My current feeling about blogging is, that it more then anything else is we’re certian knowledge of AI came from. The arguments for blogging being the thing again also started at the same time AI got traction.

Just identify the bloggers that know their craft, weight them height. And you got yourself a step change in LLM competency.

Paying no one.

taneq13 hours ago

Finally someone’s saying it! Also I love how meta this is.

rchowe10 hours ago

My father, who worked as a market research analyst, said that the trick to the job was "point out the obvious before anyone else does".

Web sites and web content are trending towards being enshittified until it just barely becomes worth wading through all of the shit to get to what you actually wanted to consume.

d3v1an712 hours ago

Yes!!! This!!!

j4512 hours ago

Blogging is a form of improving your writing and communication if you so choose.

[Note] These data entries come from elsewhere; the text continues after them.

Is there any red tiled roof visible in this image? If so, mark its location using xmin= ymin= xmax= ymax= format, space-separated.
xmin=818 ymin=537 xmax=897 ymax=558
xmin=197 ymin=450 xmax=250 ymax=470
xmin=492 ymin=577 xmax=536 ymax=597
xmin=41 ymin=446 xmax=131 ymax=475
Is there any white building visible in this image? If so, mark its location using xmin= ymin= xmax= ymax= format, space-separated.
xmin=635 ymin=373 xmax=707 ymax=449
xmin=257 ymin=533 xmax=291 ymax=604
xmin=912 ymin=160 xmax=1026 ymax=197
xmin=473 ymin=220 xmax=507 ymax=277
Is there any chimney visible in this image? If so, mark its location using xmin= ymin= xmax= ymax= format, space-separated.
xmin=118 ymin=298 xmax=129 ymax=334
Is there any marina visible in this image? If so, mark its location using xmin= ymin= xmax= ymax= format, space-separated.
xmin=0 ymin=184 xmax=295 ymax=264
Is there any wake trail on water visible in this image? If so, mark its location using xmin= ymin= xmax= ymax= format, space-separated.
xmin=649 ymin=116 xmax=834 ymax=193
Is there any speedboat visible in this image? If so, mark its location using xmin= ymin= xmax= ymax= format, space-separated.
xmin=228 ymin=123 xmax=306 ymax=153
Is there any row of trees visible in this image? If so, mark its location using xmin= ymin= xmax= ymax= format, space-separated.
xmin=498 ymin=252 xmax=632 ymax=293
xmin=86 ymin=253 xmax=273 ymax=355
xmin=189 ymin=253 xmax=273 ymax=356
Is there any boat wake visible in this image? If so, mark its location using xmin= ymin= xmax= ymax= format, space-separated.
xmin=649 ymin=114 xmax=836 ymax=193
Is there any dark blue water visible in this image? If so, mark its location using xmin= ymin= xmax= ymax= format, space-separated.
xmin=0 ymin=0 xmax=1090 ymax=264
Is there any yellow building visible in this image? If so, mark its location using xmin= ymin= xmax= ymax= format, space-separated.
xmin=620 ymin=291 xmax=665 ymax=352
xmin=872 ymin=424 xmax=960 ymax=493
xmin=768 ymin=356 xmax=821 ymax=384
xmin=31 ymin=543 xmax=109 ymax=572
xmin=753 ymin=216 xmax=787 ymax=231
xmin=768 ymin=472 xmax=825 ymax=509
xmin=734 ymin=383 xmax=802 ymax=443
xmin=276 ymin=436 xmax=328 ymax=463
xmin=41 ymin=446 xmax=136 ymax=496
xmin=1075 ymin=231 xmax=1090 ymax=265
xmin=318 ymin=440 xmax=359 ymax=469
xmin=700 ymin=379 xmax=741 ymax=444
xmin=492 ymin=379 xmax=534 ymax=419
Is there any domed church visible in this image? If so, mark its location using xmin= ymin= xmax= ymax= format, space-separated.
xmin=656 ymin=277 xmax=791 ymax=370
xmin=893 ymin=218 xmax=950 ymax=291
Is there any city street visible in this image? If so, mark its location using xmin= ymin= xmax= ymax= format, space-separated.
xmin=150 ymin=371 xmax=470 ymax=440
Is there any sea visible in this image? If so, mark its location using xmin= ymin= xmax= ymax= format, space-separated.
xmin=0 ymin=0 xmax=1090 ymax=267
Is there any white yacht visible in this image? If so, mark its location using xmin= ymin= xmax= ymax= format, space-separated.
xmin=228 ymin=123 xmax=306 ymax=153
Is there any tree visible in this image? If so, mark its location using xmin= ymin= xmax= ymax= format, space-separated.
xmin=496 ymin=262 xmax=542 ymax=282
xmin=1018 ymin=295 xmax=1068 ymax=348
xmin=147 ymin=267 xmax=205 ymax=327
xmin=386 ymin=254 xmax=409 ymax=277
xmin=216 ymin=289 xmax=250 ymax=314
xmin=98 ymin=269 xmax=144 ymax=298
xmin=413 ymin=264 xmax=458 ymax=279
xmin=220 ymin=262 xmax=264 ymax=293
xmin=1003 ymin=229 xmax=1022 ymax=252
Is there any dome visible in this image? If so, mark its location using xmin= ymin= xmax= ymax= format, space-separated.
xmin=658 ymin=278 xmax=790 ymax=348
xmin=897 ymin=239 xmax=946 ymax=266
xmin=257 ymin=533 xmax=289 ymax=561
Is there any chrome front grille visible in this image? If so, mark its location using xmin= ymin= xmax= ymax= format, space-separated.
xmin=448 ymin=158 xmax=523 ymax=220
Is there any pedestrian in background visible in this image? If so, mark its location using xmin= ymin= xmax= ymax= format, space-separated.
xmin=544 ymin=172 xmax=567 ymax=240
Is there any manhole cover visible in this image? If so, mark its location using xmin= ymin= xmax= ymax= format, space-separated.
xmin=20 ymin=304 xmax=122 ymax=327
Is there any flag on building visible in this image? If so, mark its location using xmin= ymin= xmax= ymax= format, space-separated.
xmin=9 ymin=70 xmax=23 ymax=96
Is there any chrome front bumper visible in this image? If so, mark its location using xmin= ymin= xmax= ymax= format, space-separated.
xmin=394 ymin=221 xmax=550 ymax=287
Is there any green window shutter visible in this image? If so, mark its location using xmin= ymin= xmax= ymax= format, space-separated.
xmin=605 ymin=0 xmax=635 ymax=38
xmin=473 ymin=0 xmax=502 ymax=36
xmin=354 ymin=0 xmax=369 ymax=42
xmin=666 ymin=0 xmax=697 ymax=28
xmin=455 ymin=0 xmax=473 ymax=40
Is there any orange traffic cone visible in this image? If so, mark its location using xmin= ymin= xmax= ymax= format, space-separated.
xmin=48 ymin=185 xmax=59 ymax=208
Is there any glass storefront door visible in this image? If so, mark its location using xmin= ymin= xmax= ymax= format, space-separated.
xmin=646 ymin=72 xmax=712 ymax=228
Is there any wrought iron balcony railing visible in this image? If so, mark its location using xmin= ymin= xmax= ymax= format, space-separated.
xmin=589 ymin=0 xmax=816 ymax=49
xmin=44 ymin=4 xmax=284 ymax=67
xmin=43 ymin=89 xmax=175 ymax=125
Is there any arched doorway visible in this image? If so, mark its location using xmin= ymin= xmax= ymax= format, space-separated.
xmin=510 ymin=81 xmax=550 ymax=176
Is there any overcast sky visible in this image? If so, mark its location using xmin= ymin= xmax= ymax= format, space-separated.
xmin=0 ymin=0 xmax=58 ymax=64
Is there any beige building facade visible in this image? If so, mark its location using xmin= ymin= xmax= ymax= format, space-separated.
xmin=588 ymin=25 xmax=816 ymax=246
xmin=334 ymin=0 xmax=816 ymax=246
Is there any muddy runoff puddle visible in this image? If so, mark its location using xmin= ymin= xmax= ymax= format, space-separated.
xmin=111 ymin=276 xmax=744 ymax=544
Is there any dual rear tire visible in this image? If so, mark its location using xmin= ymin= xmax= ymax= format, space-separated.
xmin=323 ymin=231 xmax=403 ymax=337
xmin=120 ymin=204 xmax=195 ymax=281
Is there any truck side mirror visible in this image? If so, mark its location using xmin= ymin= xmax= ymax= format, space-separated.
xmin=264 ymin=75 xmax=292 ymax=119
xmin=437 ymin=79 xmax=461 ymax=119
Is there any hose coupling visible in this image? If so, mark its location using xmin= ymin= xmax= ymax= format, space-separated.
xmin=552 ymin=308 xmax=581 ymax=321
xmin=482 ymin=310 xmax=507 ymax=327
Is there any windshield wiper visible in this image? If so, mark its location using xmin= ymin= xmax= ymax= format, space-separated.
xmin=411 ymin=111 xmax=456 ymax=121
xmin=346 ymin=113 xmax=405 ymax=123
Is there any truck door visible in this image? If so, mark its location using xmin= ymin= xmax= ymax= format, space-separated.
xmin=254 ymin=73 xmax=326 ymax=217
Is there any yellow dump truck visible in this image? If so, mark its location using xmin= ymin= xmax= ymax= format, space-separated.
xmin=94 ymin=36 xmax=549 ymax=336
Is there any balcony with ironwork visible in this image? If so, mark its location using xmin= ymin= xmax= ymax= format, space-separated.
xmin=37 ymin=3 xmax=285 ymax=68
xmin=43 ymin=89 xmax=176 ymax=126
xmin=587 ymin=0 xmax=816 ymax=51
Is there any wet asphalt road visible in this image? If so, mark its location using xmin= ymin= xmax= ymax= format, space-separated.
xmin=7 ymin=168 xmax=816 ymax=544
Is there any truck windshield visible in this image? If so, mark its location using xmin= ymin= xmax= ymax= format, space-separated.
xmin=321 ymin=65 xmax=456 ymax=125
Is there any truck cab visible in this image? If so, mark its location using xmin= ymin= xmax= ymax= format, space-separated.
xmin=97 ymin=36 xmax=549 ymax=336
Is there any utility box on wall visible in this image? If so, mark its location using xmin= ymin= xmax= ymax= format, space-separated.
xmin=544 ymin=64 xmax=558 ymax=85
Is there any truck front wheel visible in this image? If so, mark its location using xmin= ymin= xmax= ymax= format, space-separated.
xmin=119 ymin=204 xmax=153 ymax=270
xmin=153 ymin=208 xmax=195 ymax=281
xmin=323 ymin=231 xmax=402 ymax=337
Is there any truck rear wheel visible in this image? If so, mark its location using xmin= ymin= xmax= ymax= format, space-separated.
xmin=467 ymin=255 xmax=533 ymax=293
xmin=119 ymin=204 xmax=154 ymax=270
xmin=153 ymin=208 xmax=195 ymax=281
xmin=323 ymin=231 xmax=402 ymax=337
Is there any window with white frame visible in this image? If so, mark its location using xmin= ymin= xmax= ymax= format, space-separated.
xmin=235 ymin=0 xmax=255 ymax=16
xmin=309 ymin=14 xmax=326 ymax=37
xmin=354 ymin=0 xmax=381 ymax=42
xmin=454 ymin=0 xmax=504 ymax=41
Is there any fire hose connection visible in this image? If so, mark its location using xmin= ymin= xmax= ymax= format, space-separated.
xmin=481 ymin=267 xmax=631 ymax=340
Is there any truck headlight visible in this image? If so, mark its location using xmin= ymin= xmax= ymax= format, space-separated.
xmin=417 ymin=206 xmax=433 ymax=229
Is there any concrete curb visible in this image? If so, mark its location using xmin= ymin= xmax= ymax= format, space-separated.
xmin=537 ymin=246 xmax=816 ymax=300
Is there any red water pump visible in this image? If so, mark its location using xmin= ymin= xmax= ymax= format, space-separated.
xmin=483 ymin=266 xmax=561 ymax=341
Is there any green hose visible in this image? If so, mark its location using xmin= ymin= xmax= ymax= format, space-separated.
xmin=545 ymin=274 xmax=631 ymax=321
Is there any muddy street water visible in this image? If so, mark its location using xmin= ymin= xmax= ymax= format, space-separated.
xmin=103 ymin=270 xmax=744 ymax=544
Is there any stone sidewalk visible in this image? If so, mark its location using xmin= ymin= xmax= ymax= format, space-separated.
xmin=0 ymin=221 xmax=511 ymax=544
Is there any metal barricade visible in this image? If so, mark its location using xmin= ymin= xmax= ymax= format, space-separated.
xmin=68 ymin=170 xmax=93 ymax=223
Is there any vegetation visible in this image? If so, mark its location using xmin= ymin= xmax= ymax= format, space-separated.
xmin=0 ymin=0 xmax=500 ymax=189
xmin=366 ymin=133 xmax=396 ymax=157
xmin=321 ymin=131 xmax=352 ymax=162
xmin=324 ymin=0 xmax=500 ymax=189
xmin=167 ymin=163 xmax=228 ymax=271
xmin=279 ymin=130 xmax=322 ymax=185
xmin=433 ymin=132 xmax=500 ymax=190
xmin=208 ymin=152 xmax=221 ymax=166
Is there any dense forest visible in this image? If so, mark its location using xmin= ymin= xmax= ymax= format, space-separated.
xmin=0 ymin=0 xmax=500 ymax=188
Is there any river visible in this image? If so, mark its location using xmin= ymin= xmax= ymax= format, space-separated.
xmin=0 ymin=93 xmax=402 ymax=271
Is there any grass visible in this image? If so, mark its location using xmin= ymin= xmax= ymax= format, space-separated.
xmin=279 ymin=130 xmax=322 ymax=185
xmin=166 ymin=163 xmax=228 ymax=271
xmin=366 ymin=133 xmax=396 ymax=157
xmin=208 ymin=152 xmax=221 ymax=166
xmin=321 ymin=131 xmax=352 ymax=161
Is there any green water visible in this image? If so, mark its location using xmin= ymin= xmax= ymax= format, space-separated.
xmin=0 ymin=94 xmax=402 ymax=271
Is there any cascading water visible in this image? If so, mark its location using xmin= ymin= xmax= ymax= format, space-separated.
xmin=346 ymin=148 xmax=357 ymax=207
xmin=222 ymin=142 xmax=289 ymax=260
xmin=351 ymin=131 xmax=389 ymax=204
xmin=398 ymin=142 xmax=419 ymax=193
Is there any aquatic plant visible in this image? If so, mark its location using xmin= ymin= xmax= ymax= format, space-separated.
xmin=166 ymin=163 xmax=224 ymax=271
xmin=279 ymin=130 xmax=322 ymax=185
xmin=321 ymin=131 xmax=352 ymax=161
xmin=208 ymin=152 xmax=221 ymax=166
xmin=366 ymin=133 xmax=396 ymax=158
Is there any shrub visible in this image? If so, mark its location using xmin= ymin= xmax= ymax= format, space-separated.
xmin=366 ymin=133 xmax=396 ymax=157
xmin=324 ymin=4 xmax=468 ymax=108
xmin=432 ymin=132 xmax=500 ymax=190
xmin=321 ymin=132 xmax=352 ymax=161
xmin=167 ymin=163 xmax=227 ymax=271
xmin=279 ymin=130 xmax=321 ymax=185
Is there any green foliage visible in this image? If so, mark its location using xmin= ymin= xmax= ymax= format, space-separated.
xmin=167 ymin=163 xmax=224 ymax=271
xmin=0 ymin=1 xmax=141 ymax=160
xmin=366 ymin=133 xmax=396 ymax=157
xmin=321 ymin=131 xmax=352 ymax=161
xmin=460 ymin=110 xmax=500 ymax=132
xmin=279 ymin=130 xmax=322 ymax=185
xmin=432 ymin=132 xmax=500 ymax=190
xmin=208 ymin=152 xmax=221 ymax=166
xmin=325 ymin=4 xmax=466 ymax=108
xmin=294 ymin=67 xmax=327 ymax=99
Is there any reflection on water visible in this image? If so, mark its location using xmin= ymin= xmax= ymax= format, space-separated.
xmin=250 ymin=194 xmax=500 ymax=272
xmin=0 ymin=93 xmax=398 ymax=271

Improving articulations is a helpful skill for use with AI too.

jessinra9836 minutes ago

[flagged]

monkamonme9 hours ago

[flagged]

Ozzie-D12 hours ago

The most useful blogs I read aren't the ones with novel ideas. They're the ones where someone took something I vaguely understood and wrote it down clearly enough that I could explain it to someone else. That's surprisingly rare and valuable.

Most knowledge lives in this awkward middle ground where everyone sort of knows it but nobody has written a clean version. The person willing to write the obvious version usually ends up being the reference.

charcircuit13 hours ago

AI can do a good job of this. Summarize content and then searching the internet to see if anyone has commented a summary like that before.

But I suspect such a blog would not be popular.

nine_k12 hours ago

Rather, let the AI search the web for an idea. If the idea hasn't been published widely in the last 3-4 years, it's a safe topic for a blog post today :)

(Next level: unleash the AI to find such under-posted topics, check them against your list of interests, and offer to you for inspiration.)